Flanked by Fresno City Attorney Andrew Janz, Bonta said illegal cannabis is problematic for many reasons. Some producers use highly toxic chemicals, others litter forests with industry materials, and workers are sometimes trafficked and exploited.
The program will offer resources and education for enforcement programs, as well as evidence collection that could be used in large, statewide prosecutions.
Fresno is the first locality to join the program, and it will combat illegal cannabis through citations, violation notices and orders to stop the prohibited activities. Illegal operators who refuse to shut down on their own will face the eradication of their unlicensed grows and a shutdown of their retail and manufacturing activities. Additionally, city officials will seek to recover enforcement costs.
The program is expected to fund itself. The state's Department of Justice, working with Fresno, plans to recover costs through fines, administrative orders, settlements, enforcement actions and liens. Fresno will keep any money brought in that exceeds the program’s cost.
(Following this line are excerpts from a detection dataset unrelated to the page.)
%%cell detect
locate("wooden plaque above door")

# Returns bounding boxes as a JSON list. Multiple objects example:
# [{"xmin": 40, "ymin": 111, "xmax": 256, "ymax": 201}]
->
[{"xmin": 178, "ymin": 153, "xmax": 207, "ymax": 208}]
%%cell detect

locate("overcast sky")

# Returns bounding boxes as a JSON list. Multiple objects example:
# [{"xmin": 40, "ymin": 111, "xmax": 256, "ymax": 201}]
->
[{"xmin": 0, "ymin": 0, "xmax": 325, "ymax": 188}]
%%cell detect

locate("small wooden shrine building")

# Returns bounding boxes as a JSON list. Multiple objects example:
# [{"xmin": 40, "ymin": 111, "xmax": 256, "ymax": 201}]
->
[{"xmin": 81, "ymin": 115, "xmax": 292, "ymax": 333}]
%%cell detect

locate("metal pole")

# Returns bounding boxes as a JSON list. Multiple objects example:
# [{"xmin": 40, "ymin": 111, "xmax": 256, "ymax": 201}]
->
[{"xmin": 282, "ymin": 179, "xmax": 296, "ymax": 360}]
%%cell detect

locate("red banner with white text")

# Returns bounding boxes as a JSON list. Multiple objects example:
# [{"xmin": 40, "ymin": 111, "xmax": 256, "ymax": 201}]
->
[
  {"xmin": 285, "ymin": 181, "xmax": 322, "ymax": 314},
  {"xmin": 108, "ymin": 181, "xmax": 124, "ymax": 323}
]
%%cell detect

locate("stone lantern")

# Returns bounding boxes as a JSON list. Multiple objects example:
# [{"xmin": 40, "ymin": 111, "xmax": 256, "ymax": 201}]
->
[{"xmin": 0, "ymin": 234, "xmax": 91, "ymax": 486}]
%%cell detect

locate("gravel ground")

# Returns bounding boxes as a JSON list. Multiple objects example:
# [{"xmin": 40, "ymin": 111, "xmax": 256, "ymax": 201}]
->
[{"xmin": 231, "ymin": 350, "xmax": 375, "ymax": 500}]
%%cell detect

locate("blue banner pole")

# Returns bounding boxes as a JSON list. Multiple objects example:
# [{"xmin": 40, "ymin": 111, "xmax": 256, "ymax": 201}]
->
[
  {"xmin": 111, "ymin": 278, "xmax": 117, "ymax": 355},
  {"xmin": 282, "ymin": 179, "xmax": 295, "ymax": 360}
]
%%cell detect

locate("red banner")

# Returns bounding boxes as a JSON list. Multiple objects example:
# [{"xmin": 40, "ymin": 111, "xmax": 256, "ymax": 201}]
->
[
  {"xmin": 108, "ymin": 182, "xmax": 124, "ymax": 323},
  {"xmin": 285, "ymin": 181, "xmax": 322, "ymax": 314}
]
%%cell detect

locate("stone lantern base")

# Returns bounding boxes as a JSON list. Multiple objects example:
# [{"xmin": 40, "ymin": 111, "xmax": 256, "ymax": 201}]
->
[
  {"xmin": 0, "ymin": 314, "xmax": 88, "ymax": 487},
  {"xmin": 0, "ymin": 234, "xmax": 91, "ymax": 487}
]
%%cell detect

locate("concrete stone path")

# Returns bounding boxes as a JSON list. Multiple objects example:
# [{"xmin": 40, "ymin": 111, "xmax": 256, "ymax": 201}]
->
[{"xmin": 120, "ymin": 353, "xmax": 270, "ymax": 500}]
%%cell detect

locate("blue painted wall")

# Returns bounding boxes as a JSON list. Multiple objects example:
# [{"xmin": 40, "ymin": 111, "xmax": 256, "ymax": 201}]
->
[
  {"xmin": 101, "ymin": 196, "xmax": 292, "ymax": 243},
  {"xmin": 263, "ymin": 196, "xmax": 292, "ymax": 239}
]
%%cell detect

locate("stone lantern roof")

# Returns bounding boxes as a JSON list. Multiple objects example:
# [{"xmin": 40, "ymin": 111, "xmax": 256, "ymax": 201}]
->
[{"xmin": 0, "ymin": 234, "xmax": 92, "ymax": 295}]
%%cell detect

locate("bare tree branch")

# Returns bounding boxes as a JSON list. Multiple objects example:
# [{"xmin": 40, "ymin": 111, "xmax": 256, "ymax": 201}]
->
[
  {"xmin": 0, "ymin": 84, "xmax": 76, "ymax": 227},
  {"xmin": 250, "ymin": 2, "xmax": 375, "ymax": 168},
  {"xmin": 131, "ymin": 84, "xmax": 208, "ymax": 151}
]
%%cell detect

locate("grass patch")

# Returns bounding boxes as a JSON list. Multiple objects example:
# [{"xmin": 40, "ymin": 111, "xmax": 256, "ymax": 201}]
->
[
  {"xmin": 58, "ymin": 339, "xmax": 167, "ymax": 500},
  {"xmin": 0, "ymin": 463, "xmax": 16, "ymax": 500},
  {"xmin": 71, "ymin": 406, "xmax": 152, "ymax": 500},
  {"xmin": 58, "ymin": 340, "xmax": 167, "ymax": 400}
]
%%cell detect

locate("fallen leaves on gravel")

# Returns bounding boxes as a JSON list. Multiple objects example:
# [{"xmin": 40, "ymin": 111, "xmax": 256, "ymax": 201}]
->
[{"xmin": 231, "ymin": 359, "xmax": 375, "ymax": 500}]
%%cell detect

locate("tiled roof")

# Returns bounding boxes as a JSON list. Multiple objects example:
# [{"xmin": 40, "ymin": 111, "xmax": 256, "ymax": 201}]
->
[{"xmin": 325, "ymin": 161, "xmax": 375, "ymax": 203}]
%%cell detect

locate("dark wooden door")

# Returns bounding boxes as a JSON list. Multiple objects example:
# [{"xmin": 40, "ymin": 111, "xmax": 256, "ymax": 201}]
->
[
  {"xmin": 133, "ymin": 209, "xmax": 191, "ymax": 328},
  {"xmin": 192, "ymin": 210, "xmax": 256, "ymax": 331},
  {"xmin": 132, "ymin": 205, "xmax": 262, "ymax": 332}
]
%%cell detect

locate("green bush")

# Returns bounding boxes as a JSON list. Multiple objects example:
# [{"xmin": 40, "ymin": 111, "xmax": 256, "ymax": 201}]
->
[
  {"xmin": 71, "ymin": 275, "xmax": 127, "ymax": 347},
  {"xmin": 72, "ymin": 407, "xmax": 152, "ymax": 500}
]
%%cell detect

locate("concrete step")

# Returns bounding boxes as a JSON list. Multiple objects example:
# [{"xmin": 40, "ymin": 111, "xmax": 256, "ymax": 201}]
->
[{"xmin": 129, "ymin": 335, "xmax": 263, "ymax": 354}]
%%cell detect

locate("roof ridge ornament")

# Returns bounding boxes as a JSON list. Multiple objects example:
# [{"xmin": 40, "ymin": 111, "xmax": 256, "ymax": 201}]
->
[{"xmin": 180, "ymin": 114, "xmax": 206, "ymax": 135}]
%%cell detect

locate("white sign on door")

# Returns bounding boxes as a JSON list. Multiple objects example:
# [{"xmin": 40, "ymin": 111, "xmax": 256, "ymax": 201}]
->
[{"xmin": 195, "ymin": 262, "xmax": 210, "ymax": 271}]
This collective effort will supplement criminal and civil action taken by the Department of Cannabis Control and the governor’s Unified Cannabis Enforcement Task Force, according to a news release..
“Our partnership is aimed at assisting the local legitimate cannabis industry and help grow Fresno’s tax base," Janz said in the release. "It is my hope that this first-of-a-kind joint venture between the Fresno city attorneys and the Office of the Attorney General will be a model for other large cities. For far too long, these underground operations have targeted children and minors without fear of retribution. This inventive new approach will seek to put an end to that.”
Janz said he’s looking at illegal hookah lounges, as well as illegal smoke and tobacco shops.
“Yes, we are targeting these folks,” Janz said.
“We’re ready today,” he added. “We want to start immediately.”
The state DOJ, through its Cannabis Control Section, will support Fresno by providing attorneys who will serve as administrative prosecutors and stand before local administrative hearing bodies or officers, helping with the creation of processes to expedite enforcement.
The DOJ will also help with investigative services through the Eradication and Prevention of Illicit Cannabis (EPIC) program. The program centers on the investigation and prosecution of illegal cannabis cultivation, focusing on economic and environmental harms, as well as labor exploitation. Previously a seasonal program, EPIC began operating year-round in 2022.
The Cannabis Administrative Prosecutor Program will also do administrative work required to provide notices and help with private process servers, code compliance officers and abatement contractors, as needed.
The underground cannabis market, which larger than the legal market, hurts those who choose to operate legally, Bonta said. Janz said it’s like the illegal market has taken a bat to the legal market’s bottom line, which in turn hurts the city's coffers.
“We’re at the beginning of making the legal cannabis marketplace successful,” Bonta said.